Linnet, returning Deirdre’s empty porridge bowl to the kitchen a while later, told the cook what
she had seen. It took less than half the day for Selene to hear of it. She came to the evening meal hard eyed and icy tongued.
“I hear you are sleeping with my husband,” she hissed, stalking past Arianna on her way to the high table. “Have a care that he doesn’t get you with child, too.”
“You misunderstood,” Arianna cried, knowing well what the latest gossip was, for Blanche had warned her. “We are friends, no more.”
“So were we friends, you and I. Once.” Selene took in Reynaud, standing close behind Arianna. “First a cripple, then another woman’s husband. You are rising in the world with each lover, Arianna. Will it be Guy next, while Meredith’s belly is big?” Selene swept toward the dais and her chair, leaving Arianna too shocked to make any response.
“The woman is filled with poison,” Reynaud said. “Everyone here has felt it, even Guy. No one will believe that accusation, Arianna. Come, let’s eat. Pretend she never said a word. That’s the best way to pay her back. Don’t let her see it if she’s hurt you.”

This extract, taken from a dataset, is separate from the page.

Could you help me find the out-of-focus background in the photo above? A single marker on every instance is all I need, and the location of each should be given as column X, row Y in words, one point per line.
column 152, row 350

But someone carried the tale of Selene’s cruel attack on Arianna to Thomas, who had come to the hall too late to hear it for himself.
“She will not speak so to you again,” he promised Arianna after the meal was done and the lower tables were being folded up and put away. “I’ll beat her if I must, or lock her in her room till her temper improves. And she shall apologize to you before everyone who was here when she spoke those slanderous words.” He took a purposeful step toward the place where Selene still sat on the dais.
“Don’t make her do that, it will only upset her more,” Arianna exclaimed, catching at his arm to hold him back. “Can’t you see she’s not well? Treat her gently. She will be better once the child is born.”
“You are far more generous than she.” His attention suddenly caught by a burst of laughter in the center of the hall, Thomas glanced at a group of younger knights and ladies gathered there. “What, are they going to dance? Good, you shall dance with me.”